I like to think I’m pretty economical, that I can stretch a dollar. Todd and I live intentionally sparkle-free lives; we drive old cars, eat at home most of the time, he packs his lunch for work, I’m a regular Pennysaver and Craigslist participant, the kid and I seek out free fun at the library, take walks in the parks, etc. You get the idea. We try to live simply and inexpensively. Part of this is because we must, but truth be told, part of it is because we genuinely enjoy finding a bargain.

My favorite places to seek those bargains happen to be second-hand shops and sales. I have a local Goodwill that I frequent, we hit the church rummage sales sometimes, and there’s nothing better than a neighborhood garage sale on a warm Saturday morning. Sometimes I drag Marcus on these little forays; he’s quite familiar with the regular shopping spots. (He actually asked me today if I got my teeth at Goodwill—no kidding. Could I fabricate such an odd quote? You know it must be true.) I wouldn’t say that I pride myself on finding some of my favorite things in the midst of other people’s discarded goods, but I also wouldn’t say I’m ashamed of it. (Sometimes I think that the real shame belongs to people who spend ridiculous amounts of money on this stuff in the first place.) I do enjoy the thrill of the hunt, the unlikely Ralph Lauren skirt that’s in mint condition and cost me $3, or the Banana Republic sweater I found for $2… It brings me great satisfaction to step out in a name-brand outfit that didn’t even cost me a tenspot.

But pondering my second-hand hobby recently, I realized with some chagrin that I’m a parasite. All this time I’ve been thinking that I’m bucking the system, that I don’t need to live at the mercy of this season’s fashion, spend hundreds to update my wardrobe, invest thousands in furniture. The reality? I’m just as dependent on the whole goofy materialistic way of life as the initial purchasers of all these goods. If the person who first bought that $2 Ralph Lauren skirt had suddenly decided to save her money, where would I be? I couldn’t pick this stuff up cheaply if someone else hadn’t splurged on it in the first place.

So, I’m not really bucking the system. I’m just operating in a different system…but it’s not so very different, really. I spend less money, but I’m a cog in the greedy, fickle, buy-more/buy-new wheel just the same. I need those spendthrifts to help me maintain my lifestyle. My way of life requires that a consumer must consume; whether or not that consumer is me doesn’t really matter.

I'll be biting my tongue next time I'm tempted to ridicule someone's extravagance, because now I'll picture myself, a little leech, clinging to a bloated underbelly.


Athelas63 said...

Weeeelll - THIS is a cheery little entry! NOT. don't be so hard on yourself - you're not responsible for the environment you live in, just how well you live IN it.

Mel said...

Maybe I should learn to sew, in addition to working on my ability to sow. If I get enough distance from it, and give it a thorough look-see, I'm pretty disgusted by the entire American way of life. Alas, it's becoming the way of life for many in this world, except those people who have nothing and are wondering if they'll live to see tomorrow. The whole thing is just so messed up.

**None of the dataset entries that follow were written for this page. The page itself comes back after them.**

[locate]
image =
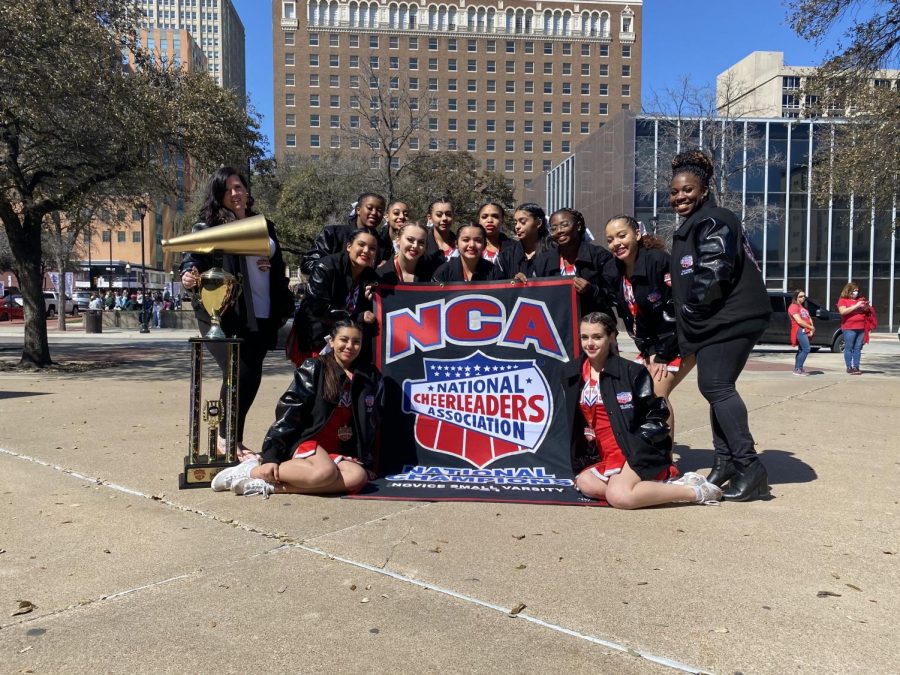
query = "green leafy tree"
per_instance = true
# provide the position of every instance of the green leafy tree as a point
(86, 111)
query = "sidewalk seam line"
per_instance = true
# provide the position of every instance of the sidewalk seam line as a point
(289, 543)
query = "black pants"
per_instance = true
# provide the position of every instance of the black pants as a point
(253, 351)
(718, 368)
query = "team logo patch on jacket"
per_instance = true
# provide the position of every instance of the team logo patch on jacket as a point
(479, 408)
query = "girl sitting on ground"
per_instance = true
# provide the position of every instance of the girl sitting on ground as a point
(625, 429)
(324, 437)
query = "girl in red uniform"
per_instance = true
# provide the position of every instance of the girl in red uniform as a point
(626, 422)
(324, 435)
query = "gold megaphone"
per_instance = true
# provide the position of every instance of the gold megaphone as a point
(249, 236)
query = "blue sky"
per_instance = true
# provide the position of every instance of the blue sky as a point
(699, 38)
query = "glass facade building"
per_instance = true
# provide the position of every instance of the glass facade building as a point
(765, 169)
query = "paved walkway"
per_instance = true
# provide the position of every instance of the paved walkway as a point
(125, 573)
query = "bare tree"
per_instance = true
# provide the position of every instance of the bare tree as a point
(695, 116)
(387, 119)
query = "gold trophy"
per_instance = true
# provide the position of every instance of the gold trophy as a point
(218, 291)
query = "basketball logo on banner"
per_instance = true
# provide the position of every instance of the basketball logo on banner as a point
(479, 408)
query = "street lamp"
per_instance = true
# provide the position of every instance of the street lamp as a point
(145, 327)
(110, 260)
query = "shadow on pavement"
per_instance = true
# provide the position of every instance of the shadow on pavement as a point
(782, 465)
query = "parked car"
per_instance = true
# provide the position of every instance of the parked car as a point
(12, 307)
(828, 324)
(51, 300)
(81, 299)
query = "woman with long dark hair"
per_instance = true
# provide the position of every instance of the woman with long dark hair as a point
(644, 301)
(339, 287)
(625, 429)
(721, 309)
(326, 426)
(516, 261)
(469, 265)
(492, 217)
(265, 301)
(368, 213)
(591, 267)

But I'll cheer up. I can control, to a point, how I live in it--you're right.

chris h. said...

Very thought-provoking. I see your point, but prefer to think of second-hand shopping as part of the reduce-reuse-recycle chain. What's the alternative? Buy something new and cheap because it's made in China or Latin America, or make your own (using fabric, thread, patterns, and tools made who knows where)? Maybe you feel bad because you were attracted by the designer name? No, you would have bought the sweater anyway... I applaud your living simply -- enjoy the simple pleasure (and utility) of a $2 sweater.

Mel said...

hey Chris H--I like your take on it as reduce/renew/recycle. that sounds much better than parasitic support of materialism. and if you read today's post (nov. 9) then you'll guess why I like name brands: a lot of times, they're just plain better quality. and I agree, I don't want to start frequenting super-cheap places for everything b/c we don't know where it comes from, who made, whether he/she was a child, etc. I was serious about learning to sew! that used to be how everyone did it. of course, then I'd have to worry where the cloth came from!!! ugh! ; )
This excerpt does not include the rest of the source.